Core Concepts
A model to optimize the orchestration of workloads with differentiated criticality levels on a cloud-enabled factory floor, enabling the deployment of highly critical workloads on high-assurance nodes while maximizing job acceptance and free resources.
Abstract
The paper proposes a model to optimize the orchestration of mixed-criticality workloads in cloud-enabled reconfigurable manufacturing systems (RMSs). The key points are:
The adoption of cloud computing technologies in industry is enabling new manufacturing paradigms, such as RMSs, which support rapid reconfiguration of production capabilities.

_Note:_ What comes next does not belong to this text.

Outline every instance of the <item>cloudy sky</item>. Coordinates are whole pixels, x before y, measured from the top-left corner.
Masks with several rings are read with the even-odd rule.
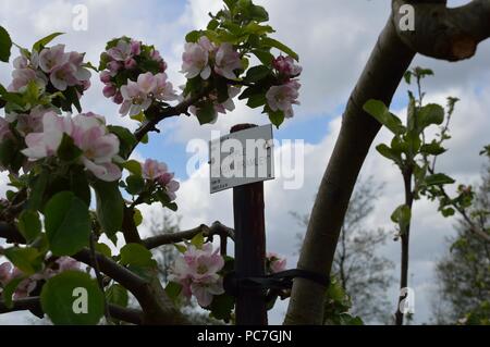
[[[467,1],[450,1],[457,5]],[[368,0],[260,0],[267,7],[274,37],[284,41],[301,55],[304,66],[302,76],[302,106],[296,115],[280,131],[274,132],[280,140],[304,140],[304,184],[301,189],[283,189],[283,177],[266,183],[266,219],[268,249],[287,256],[290,267],[296,264],[294,256],[297,233],[304,231],[290,216],[290,211],[309,213],[316,189],[323,174],[341,125],[341,114],[348,94],[359,76],[377,36],[389,14],[389,1]],[[88,9],[88,30],[72,28],[75,4]],[[207,13],[221,7],[220,0],[2,0],[0,25],[12,35],[13,40],[24,47],[52,33],[64,32],[59,41],[70,50],[85,51],[87,58],[98,63],[98,57],[106,41],[123,35],[155,45],[169,63],[169,75],[175,86],[184,83],[179,73],[184,46],[184,36],[194,28],[203,28]],[[436,77],[426,84],[428,100],[445,102],[446,96],[462,99],[452,126],[453,138],[450,151],[440,160],[440,170],[462,183],[476,183],[482,165],[479,150],[488,144],[490,128],[490,44],[480,45],[478,54],[470,61],[452,64],[431,59],[417,58],[414,65],[431,67]],[[11,69],[0,65],[0,83],[9,84]],[[401,85],[393,110],[401,114],[406,104],[406,85]],[[136,124],[118,115],[118,109],[101,96],[101,85],[93,77],[93,88],[83,99],[85,111],[103,114],[110,123],[135,128]],[[182,183],[179,193],[179,214],[182,227],[194,227],[201,223],[219,220],[232,225],[232,194],[224,191],[209,194],[208,168],[203,165],[188,175],[187,160],[193,156],[186,151],[191,139],[209,140],[211,131],[223,134],[238,123],[267,124],[259,112],[243,104],[224,116],[217,124],[199,126],[193,117],[167,121],[162,133],[151,137],[150,145],[138,148],[138,159],[155,158],[166,161],[175,171]],[[390,134],[382,131],[376,142],[387,141]],[[285,144],[282,142],[282,144]],[[289,158],[294,146],[284,145],[275,149],[277,159]],[[392,230],[387,211],[392,211],[403,201],[402,179],[394,166],[371,151],[362,175],[373,176],[385,188],[377,201],[376,211],[366,227],[382,226]],[[0,177],[2,182],[4,176]],[[4,184],[0,187],[4,191]],[[159,207],[146,208],[145,213],[161,212]],[[418,323],[430,319],[430,301],[437,295],[433,276],[434,262],[448,249],[445,238],[451,236],[454,220],[444,220],[437,214],[433,203],[418,201],[415,207],[413,237],[411,239],[411,286],[415,289],[415,320]],[[399,263],[400,245],[390,239],[383,255]],[[399,268],[395,270],[397,274]],[[396,283],[389,295],[396,296]],[[271,314],[271,321],[279,323],[285,312],[283,302]],[[14,313],[0,317],[0,323],[25,323],[25,315]]]

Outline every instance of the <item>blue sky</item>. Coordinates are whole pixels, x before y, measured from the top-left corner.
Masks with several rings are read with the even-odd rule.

Running workloads with differentiated real-time and safety requirements on the same shared hardware, typical of mixed-criticality systems, requires extending cloud orchestration platforms to consider workload criticality and node assurance levels.
The authors model the scheduling problem as a multi-objective optimization problem, aiming to maximize job acceptance rate, total assurance of deployed jobs, and free resources.
The proposed scheduling algorithm uses a greedy strategy to select the best (node, job) pair based on the objective function score, ensuring that highly critical jobs are deployed on high-assurance nodes.
Preliminary results show that the proposed approach can provide more guarantees to critical jobs without necessarily penalizing the acceptance rate, compared to default Kubernetes schedulers.
Future research will focus on quantitatively computing and predicting the assurance levels through causal reasoning and Bayesian networks, to better fit the proposed scheduling model.